Photo courtesy of Allied Integrated Marketing
Dickey does looks less intimidating than the real Blaze Foley, who in pictures sports big, heavy eyebrows and a slit-eyed look that could kill. Dickey is more cuddly bear than killer bear. But there is attention to detail – from his approximation of Foley’s limp, to the costume as detailed down to the child’s belt from the movie E.T. that Foley sported around the brim of Dickey’s film hat.

The next night after Rockefeller’s at the film’s screening at the River Oaks Theatre, Dickey tells a hilarious story how Foley’s real-life niece – who as a child owned the E.T. belt that “Uncle Blaze” stole from her – took it upon herself to find an authentic one on eBay to give to Dickey for the film. Dickey's costumes are also covered with silver duct tape, which Foley eccentrically used often on his clothes (one documentary on him is actually called Blaze Foley: Duct Tape Messiah).

But outside of the music, the heart of the movie is really the love story and relationship between Blaze and Sybil (played by Alia Shawkat).

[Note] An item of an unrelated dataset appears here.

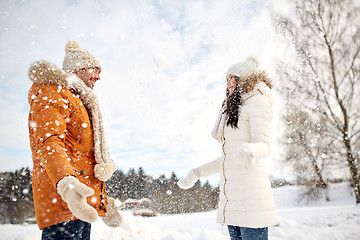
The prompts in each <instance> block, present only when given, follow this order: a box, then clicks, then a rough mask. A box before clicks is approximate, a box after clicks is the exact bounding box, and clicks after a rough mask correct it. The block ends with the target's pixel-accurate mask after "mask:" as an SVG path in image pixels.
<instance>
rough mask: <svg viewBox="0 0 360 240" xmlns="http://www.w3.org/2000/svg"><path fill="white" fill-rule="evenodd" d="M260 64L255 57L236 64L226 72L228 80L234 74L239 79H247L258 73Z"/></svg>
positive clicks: (253, 56)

In fact, Sybil ends up being the movie’s emotional anchor as she variously attempts and fails to understand and be a wife to an uncontainable spirit.

During one scene that takes place early in their relationship as they ride in the back of a pickup truck through the Texas woods, Shawkat-as-Rosen asks her then-boyfriend if he wants to be a famous country musician. “I don’t want to be famous,” Dickey-as-Foley responds. “I wants to be a legend!”

And with Blaze, Ethan Hawke and Ben Dickey have crafted a film that will certainly burnish that legend.